Secondo noi una delle prime cose da fare è prendere parola collettivamente, come classe. Avete fatto caso che tutti (padroni, economisti, giornalisti, politici, dirigenti sindacali) stanno parlando dell’articolo 18, tranne noi, gli unici che subiranno queste misure?

Non solo: in questi mesi la voce dei lavoratori è stata fatta sparire. Il nostro primo compito è di farla sentire, di portarla nel dibattito pubblico. Sia per fare arrivare il messaggio alla nostra controparte, per dirgli che non siamo addormentati e cercare di spaventarli un po’ (in fondo sono codardi…). Sia per fare pressione sulle dirigenze locali dei sindacati e fargli capire che sull’articolo 18 devono fare casino. Se iniziamo a dire chiaro e tondo quello che ne pensiamo, altri lavoratori prenderanno coraggio e ci seguiranno!

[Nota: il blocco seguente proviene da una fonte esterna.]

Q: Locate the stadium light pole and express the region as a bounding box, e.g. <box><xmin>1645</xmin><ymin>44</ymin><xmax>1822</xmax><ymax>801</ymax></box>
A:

Anche per questo vogliamo mettere su (in brevissimo tempo) una videoinchiesta che faccia sentire la voce dei lavoratori. Perciò chiediamo a tutti voi semplicemente di farvi intervistare. Dovrete rispondere ad una semplice domanda: cosa ne pensate dell’attacco all’articolo 18? Potete anche mandarci brevi messaggi tramite mail o su FB, noi pubblicheremo tutto. Una volta terminata questa videoinchiesta, che speriamo sia ripresa in tutta Italia, la faremo girare ovunque, su tutti i canali che troviamo, per rompere questo muro di silenzio. Per mettere in campo con tutti quelli che ci stanno una serie di iniziative di confronto e di lotta che sappiano coinvolgere la maggior parte della popolazione.

 

Presto, perché di tempo ce n’è rimasto poco…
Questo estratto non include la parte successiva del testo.